ちなみにプラトンが「国家」で称えている、理想のジェンダーフリー教育とは、この「スパルタ教育」のことで、なんのことはない。男女のジェンダー差よりも、自由民と奴隷の文化の差のほうが大きかったんですね。奴隷に舐められないように、女の子にも厳しい軍事訓練、軍事訓練、軍事訓練……。

これがローマになると、解放奴隷という人たちが出てくるんです。要は真面目に働いたら自由民にしてあげるよ。実力次第では、子孫は元老員議員になれるかも……という制度を作る。このほうが、軍事制圧などしなくても、奴隷が真面目に働くんですね(^^)。

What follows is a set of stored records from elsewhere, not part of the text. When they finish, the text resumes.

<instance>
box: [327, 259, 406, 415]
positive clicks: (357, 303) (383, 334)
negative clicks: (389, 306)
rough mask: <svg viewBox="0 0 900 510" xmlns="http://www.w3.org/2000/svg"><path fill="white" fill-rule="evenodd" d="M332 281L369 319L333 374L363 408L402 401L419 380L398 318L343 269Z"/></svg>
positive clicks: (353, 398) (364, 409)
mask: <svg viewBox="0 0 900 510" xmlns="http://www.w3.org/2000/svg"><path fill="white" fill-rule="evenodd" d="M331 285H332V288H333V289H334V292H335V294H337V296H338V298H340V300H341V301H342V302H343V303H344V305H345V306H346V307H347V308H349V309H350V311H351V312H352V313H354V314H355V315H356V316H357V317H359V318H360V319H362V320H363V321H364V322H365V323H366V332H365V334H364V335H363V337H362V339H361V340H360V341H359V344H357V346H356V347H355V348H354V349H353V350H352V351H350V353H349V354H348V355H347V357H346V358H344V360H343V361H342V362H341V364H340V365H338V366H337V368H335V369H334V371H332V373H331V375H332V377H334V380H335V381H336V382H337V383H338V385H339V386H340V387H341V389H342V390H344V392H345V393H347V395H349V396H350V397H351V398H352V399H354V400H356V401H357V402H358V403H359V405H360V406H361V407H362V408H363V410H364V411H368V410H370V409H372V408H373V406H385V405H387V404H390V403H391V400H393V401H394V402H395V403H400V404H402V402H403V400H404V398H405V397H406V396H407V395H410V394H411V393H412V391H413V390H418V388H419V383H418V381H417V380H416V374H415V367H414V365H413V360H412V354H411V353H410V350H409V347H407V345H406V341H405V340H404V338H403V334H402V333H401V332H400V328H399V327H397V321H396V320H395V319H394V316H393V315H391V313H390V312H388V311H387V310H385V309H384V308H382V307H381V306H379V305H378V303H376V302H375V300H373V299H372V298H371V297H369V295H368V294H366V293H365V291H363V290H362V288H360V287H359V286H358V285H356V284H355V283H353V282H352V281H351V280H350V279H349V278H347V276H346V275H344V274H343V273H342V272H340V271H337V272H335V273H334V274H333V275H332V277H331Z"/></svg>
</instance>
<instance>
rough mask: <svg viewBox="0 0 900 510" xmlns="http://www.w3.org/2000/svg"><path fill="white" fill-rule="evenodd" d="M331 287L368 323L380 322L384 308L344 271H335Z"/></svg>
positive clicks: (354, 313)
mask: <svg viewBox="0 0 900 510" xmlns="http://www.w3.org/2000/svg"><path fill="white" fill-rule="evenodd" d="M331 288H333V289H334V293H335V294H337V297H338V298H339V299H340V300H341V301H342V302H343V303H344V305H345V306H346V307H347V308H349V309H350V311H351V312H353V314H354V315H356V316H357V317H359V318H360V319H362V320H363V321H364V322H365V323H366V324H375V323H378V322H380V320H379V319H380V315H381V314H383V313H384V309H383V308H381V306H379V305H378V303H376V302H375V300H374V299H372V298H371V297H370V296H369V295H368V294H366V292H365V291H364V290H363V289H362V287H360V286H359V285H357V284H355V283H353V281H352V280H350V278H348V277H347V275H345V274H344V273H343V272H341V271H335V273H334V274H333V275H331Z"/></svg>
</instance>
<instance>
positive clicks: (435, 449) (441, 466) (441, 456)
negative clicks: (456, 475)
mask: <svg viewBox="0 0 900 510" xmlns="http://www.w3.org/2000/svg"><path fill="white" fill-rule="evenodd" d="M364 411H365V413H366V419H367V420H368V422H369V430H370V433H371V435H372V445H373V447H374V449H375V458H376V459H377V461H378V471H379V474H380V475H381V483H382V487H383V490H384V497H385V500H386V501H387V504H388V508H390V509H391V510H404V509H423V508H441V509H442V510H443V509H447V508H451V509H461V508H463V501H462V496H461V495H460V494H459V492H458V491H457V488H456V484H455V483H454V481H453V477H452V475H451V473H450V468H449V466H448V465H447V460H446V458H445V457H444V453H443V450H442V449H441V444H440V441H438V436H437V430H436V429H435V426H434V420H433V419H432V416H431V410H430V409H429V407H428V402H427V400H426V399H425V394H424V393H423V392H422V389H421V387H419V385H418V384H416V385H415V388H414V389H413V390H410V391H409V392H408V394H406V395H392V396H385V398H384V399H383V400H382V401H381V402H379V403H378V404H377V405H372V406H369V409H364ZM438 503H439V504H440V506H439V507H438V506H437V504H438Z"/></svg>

一方で、ローマ皇帝から生活保護を受けている「プロレターリア」と呼ばれる自由民もいたりして……。プロレターリアの意味は「子供以外に財産を持たない人」。子供も財産だったんだな。だからといって子供が酷い扱いを受けていたかというとそんなわけがない。原子力も石油もない時代においては、貴重な資源だったんだから……。

で、そのローマが地中海世界を制圧して、かつてプラトンが理想のジェンダーフリー教育と称えた「スパルタ教育」は衰退していき、「ローマ時代には、最後は見せ物と堕した」と平凡社の国民大百科事典に書いてあった……。

「見せ物」って、いったいなんだ……(^^)?

あ、これかあ。
スパルタ教育
http://ja.wikipedia.org/wiki/%E3%82%B9%E3%83%91%E3%83%AB%E3%82%BF%E6%95%99%E8%82%B2

>また、祭りではみな裸で踊らされ、嫌がれば当然体罰があるので、スパルタでは男も女も平然とした様子で踊っていたらしい。

スケベの考えることは、古代ローマも現代もいっしょだ(^^)

案外、産業革命以前の奴隷制を考える上での、鍵は、奴隷→解放奴隷→自由民→出世というインセンティヴがあるかどうかかも……。